Speeches

Lord Owen – 2019 Speech on Brexit

Below is the text of the speech made by David Owen, the Independent Social Democrat Lord, in the House of Lords, on 4 April 2019.

My Lords, I speak at a very difficult time for our whole country. However we see this debate in this Chamber, we have to consider how it will be seen outside of it. For what it is worth, if I had still been a Member of another place, I would have voted in principle against this Bill. It raises serious constitutional implications for another place, and I hope that very soon it will look at its rules of order and conventions and change them, so that this type of legislation can never again be presented either to this House or to the country.

It is true, in strict terms, that this Bill is not related to the real question before us: the withdrawal agreement and a treaty between 27 other EU countries and the United Kingdom. However, we cannot have this debate without recognising that it has wide implications for that consideration. It seems to me, on the balance of argument which has been presented, that if I were going to vote—but I am not—I would agree with the noble Lord, Lord Forsyth. This is a reasonable way of proceeding, although I know it may seem to some to be a blocking measure.

I understand the anger and frustration, and the belief that the procedures of the House of Commons have been changed in a way that was almost impossible to foresee for those of us who spent years there—I was there for 26 years. Nevertheless, it has done it; nevertheless, the Speaker has ruled; and, nevertheless, even by one vote, the Bill has been passed. We in this House have to be very careful about stopping this Bill. We may take a long time on it, and we may raise very serious constitutional questions about the way the House of Commons has behaved and urge it to change its procedures for the future, but if the word were to go out that the House of Lords had blocked the Bill, it would raise a very serious question. I have never made any secret of my view that this House needs very substantial reform, and if noble Lords want to bring on the day that this House is changed in a very substantial way, it will happen. Noble Lords need to be extremely careful.

One thing I urge the House to remember is that, at long last, the Prime Minister of this country and the leader of the Opposition are meeting in what appears to be a climate of compromise with a readiness to try to put the country’s interest first. It may or may not succeed, but it is profoundly to be hoped that it does.

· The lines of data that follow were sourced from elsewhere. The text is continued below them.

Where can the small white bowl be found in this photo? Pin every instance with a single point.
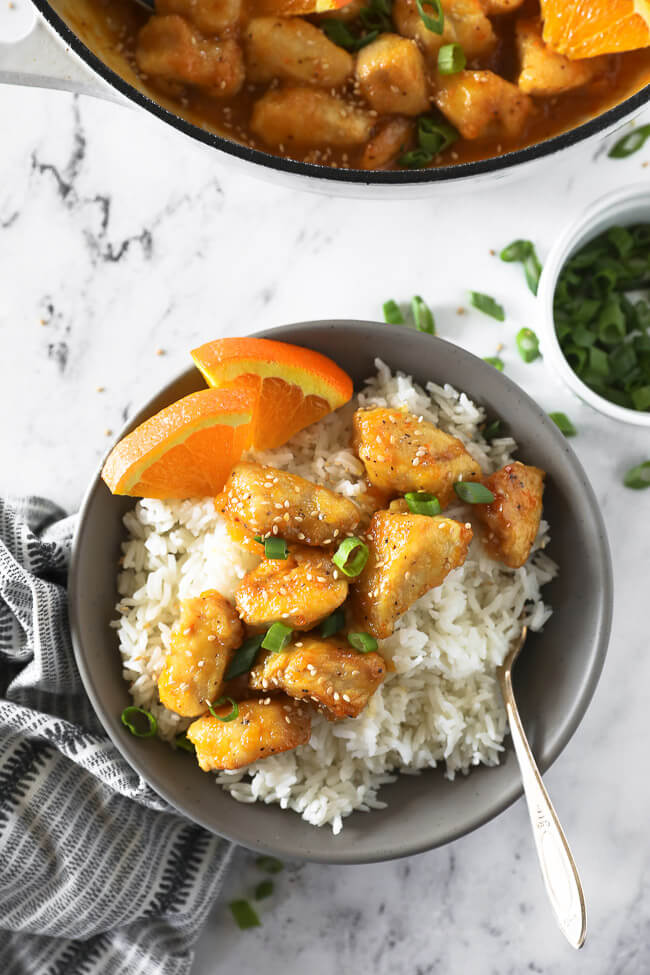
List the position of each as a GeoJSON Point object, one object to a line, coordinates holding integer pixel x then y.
{"type": "Point", "coordinates": [626, 206]}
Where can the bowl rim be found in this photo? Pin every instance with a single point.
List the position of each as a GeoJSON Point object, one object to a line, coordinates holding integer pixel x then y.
{"type": "Point", "coordinates": [126, 746]}
{"type": "Point", "coordinates": [575, 235]}
{"type": "Point", "coordinates": [313, 171]}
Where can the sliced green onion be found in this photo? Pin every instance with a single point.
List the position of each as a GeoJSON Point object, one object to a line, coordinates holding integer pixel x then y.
{"type": "Point", "coordinates": [362, 642]}
{"type": "Point", "coordinates": [244, 658]}
{"type": "Point", "coordinates": [487, 305]}
{"type": "Point", "coordinates": [184, 743]}
{"type": "Point", "coordinates": [473, 492]}
{"type": "Point", "coordinates": [563, 423]}
{"type": "Point", "coordinates": [492, 430]}
{"type": "Point", "coordinates": [244, 914]}
{"type": "Point", "coordinates": [435, 135]}
{"type": "Point", "coordinates": [232, 714]}
{"type": "Point", "coordinates": [423, 503]}
{"type": "Point", "coordinates": [392, 313]}
{"type": "Point", "coordinates": [269, 865]}
{"type": "Point", "coordinates": [333, 623]}
{"type": "Point", "coordinates": [415, 159]}
{"type": "Point", "coordinates": [277, 637]}
{"type": "Point", "coordinates": [524, 252]}
{"type": "Point", "coordinates": [638, 477]}
{"type": "Point", "coordinates": [276, 548]}
{"type": "Point", "coordinates": [351, 556]}
{"type": "Point", "coordinates": [451, 59]}
{"type": "Point", "coordinates": [340, 34]}
{"type": "Point", "coordinates": [494, 360]}
{"type": "Point", "coordinates": [435, 23]}
{"type": "Point", "coordinates": [528, 344]}
{"type": "Point", "coordinates": [145, 725]}
{"type": "Point", "coordinates": [263, 889]}
{"type": "Point", "coordinates": [422, 316]}
{"type": "Point", "coordinates": [630, 143]}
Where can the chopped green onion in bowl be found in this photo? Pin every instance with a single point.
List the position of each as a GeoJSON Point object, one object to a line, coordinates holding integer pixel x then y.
{"type": "Point", "coordinates": [362, 642]}
{"type": "Point", "coordinates": [528, 345]}
{"type": "Point", "coordinates": [351, 556]}
{"type": "Point", "coordinates": [473, 492]}
{"type": "Point", "coordinates": [487, 305]}
{"type": "Point", "coordinates": [140, 722]}
{"type": "Point", "coordinates": [277, 637]}
{"type": "Point", "coordinates": [422, 503]}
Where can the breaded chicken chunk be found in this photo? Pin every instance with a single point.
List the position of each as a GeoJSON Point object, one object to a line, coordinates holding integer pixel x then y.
{"type": "Point", "coordinates": [402, 454]}
{"type": "Point", "coordinates": [409, 554]}
{"type": "Point", "coordinates": [328, 672]}
{"type": "Point", "coordinates": [300, 590]}
{"type": "Point", "coordinates": [261, 729]}
{"type": "Point", "coordinates": [202, 642]}
{"type": "Point", "coordinates": [269, 501]}
{"type": "Point", "coordinates": [512, 519]}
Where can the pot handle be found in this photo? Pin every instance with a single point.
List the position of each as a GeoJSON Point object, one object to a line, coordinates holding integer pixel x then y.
{"type": "Point", "coordinates": [33, 55]}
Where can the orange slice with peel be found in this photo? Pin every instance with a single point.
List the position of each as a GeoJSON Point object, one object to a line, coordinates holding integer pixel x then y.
{"type": "Point", "coordinates": [185, 451]}
{"type": "Point", "coordinates": [293, 387]}
{"type": "Point", "coordinates": [588, 28]}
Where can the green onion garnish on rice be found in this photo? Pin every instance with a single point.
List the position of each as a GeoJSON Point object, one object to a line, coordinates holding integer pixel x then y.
{"type": "Point", "coordinates": [141, 723]}
{"type": "Point", "coordinates": [351, 556]}
{"type": "Point", "coordinates": [473, 492]}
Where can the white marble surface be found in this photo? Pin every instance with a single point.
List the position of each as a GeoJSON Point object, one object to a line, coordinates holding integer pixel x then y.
{"type": "Point", "coordinates": [119, 239]}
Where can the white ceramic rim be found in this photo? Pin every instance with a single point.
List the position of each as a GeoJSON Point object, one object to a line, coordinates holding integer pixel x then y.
{"type": "Point", "coordinates": [613, 208]}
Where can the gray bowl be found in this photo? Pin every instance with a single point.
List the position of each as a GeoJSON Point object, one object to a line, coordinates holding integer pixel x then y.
{"type": "Point", "coordinates": [554, 679]}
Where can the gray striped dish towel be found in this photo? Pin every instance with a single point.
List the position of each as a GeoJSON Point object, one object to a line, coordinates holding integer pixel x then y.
{"type": "Point", "coordinates": [98, 876]}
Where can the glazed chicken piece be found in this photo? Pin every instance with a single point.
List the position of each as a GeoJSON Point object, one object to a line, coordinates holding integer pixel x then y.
{"type": "Point", "coordinates": [266, 499]}
{"type": "Point", "coordinates": [292, 48]}
{"type": "Point", "coordinates": [202, 643]}
{"type": "Point", "coordinates": [299, 591]}
{"type": "Point", "coordinates": [259, 731]}
{"type": "Point", "coordinates": [482, 104]}
{"type": "Point", "coordinates": [391, 141]}
{"type": "Point", "coordinates": [391, 75]}
{"type": "Point", "coordinates": [543, 72]}
{"type": "Point", "coordinates": [330, 673]}
{"type": "Point", "coordinates": [402, 454]}
{"type": "Point", "coordinates": [308, 117]}
{"type": "Point", "coordinates": [169, 48]}
{"type": "Point", "coordinates": [210, 16]}
{"type": "Point", "coordinates": [465, 23]}
{"type": "Point", "coordinates": [409, 554]}
{"type": "Point", "coordinates": [512, 519]}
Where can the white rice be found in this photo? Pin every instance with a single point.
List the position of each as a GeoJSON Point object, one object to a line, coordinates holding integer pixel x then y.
{"type": "Point", "coordinates": [442, 703]}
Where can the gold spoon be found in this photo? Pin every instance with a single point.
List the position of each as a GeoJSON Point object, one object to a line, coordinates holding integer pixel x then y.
{"type": "Point", "coordinates": [558, 866]}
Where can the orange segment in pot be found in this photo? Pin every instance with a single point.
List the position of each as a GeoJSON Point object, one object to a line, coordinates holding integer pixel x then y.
{"type": "Point", "coordinates": [588, 28]}
{"type": "Point", "coordinates": [292, 387]}
{"type": "Point", "coordinates": [186, 450]}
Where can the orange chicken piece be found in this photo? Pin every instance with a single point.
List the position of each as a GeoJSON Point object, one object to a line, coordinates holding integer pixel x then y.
{"type": "Point", "coordinates": [202, 641]}
{"type": "Point", "coordinates": [328, 672]}
{"type": "Point", "coordinates": [259, 731]}
{"type": "Point", "coordinates": [512, 519]}
{"type": "Point", "coordinates": [300, 590]}
{"type": "Point", "coordinates": [409, 555]}
{"type": "Point", "coordinates": [401, 454]}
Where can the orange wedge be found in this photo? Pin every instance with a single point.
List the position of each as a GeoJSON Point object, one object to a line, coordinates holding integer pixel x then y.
{"type": "Point", "coordinates": [185, 451]}
{"type": "Point", "coordinates": [587, 28]}
{"type": "Point", "coordinates": [292, 386]}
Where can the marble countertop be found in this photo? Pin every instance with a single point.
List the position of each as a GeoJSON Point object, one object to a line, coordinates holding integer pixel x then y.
{"type": "Point", "coordinates": [121, 247]}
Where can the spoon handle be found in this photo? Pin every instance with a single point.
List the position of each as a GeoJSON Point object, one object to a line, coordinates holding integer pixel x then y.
{"type": "Point", "coordinates": [558, 867]}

How will this whole thing look, against that atmosphere and that priority, to the 27 countries that will have to consider this Bill, if it were to become an Act? The Prime Minister has already indicated what she wishes to do, but they are in control of the procedure. Many times in this whole debate about Europe, I warned this House about Article 50, which we should never have used. It is deliberately designed to stop the sort of normal compromise and agreement which has proceeded in both Houses over many years. We are not in a so-called negotiation, and people are now seeing it. In front of us, we have a proposal from 27 countries. It may be that the Prime Minister is ready to go along with it, and perhaps the House will eventually, but it is not a negotiated procedure in the normal sense of the word, and those countries have the right to make the decision about whether to allow a postponement.

Furthermore, something we should consider is that it has to be unanimous, so just one country can refuse. We know they are thinking very carefully about whether they will allow this. Even if we get around it procedurally, they are worried about its implications for the whole tone and debate in their countries when electing the new European Parliament. The way we debate here and in the other place will go a long way to deciding whether they will wish to accept a postponement, which I profoundly hope they do. Do not think that we are in a little bubble here which has no implications for anything else.

This country has a long record of accepting international treaties. This country has a long record of sending its Ministers, particularly its Foreign Secretary, out to negotiate under the royal prerogative. It was a great mistake when we changed the royal prerogative and the right of a Minister to go into an international treaty to trade across the table and to come back to Parliament and ask for a yes or no. That is how we have dealt with international treaties. The obligation has been on Ministers—the Foreign Secretary and everyone else—to talk with their opposite numbers throughout a treaty-making process so that there was built-in consideration of the bipartisanship of foreign policy. Do we deny that virtue that we have had over centuries in this House and in another place, whereby international politics was, if possible, conducted under bipartisanship? Are we throwing all that out too?

Time after time during this process we have failed to understand that our own constitution is a check. Parliament—we here and those in the House of Commons—voted for a referendum, yet what does the country see? It sees an elite in both Houses, and in London, blocking the decision democratically made by the electorate in the referendum. Shame on you if you do anything to let that happen.